The casting 50 comprises a through-opening 54 from the inner lateral face to the outer lateral face, in order to permit passage of the drive shaft of the engine assembly towards the right wheel (not represented). Thus, the casting 50 prevents the side rail 10 from becoming fragile as a result of passage of the drive shaft passing through it. The opening 54 can be produced in tubular form, but this embodiment requires a casting which is high enough to contain the diameter of the tubular form necessary for the passage of the drive shaft.

In order to reduce the size of the casting 50, the opening 54 is in the form of a semi-cylindrical concave depression provided in the upper face 51 of the casting 50. The lower face of the side rail 10 then comprises a semi-cylindrical concave depression 13, which is designed to form a cylindrical hollow with a diameter sufficient for the passage of the drive shaft, when the semi-cylindrical concave depression 13 is disposed above and facing the opening 54 in the form of a semi-cylindrical concave depression. The rear part 51a of the upper face 51 is then secured in a rear position relative to the semi-cylindrical concave depression constituting the opening 54, and the front part 51b is then secured in a front position relative to the semi-cylindrical concave depression constituting the opening 54. Thus, the casting 50 reinforces with a minimal size the location of the side rail 10 in which a sufficient opening by means of concave depression can be provided, in combination with that of the casting for the passage of the drive shaft, and also, in its near vicinity the opening 12 can be provided, it too by concave depression, sufficient for the passage of the shock absorber (not represented) as close as possible to the side rail 10.
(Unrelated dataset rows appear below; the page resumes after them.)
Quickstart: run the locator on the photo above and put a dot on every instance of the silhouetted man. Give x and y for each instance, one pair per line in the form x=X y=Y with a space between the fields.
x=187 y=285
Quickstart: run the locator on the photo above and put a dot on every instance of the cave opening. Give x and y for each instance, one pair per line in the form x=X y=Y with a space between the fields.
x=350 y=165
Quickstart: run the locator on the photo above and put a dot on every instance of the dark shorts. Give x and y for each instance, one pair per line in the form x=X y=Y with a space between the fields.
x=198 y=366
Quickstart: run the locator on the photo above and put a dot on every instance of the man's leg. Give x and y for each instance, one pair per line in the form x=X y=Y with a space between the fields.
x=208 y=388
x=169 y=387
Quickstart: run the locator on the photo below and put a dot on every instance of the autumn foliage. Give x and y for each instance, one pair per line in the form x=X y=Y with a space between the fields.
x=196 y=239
Similarly, the casting 60 comprises a through opening 64 from the inner lateral face to the outer lateral face, in order to permit passage of the drive shaft of the engine assembly towards the left wheel (not represented).
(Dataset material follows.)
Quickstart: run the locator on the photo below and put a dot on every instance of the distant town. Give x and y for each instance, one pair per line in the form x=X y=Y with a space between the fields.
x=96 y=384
It is possible to obtain each aluminum casting by molding under pressure, by taking the well-known measures necessary to avoid the phenomena of shrinkage when cooling and micro-bubbles, for example by means of use of a sink head. In order to obtain more easily the mechanical characteristics required, each casting 50, 60 is obtained by gravity casting of aluminum. Advantageously in comparison with sand molding, gravity die casting permits use and re-use of a permanent mold.

The gravity die casting process makes it possible to obtain particularly remarkable mechanical characteristics of each casting 50, 60, by use of an appropriate aluminum alloy, in particular an aluminum alloy comprising 6.5 to 7.5% silicon and 0.25 to 0.45% manganese, which provides resistance to traction of between 285 and 295 MPa.

The upper face 51 and 61 respectively of the aluminum casting 50 and 60 respectively is secured below the side rail 10 and 20 respectively by means of screws 15. In a comparable manner, the lower part(s) 52, 53 and 62, 63 respectively of the aluminum casting 50 and 60 respectively are secured on the upper face of the beam 31 and 32 respectively of the cradle 30 by screws. Steel screws are preferably used for the mechanical characteristics of this metal which are particularly appropriate for the securing, said screws being previously subjected to a zinc-nickel treatment because of its characteristics of making the steel compatible in contact with the aluminum.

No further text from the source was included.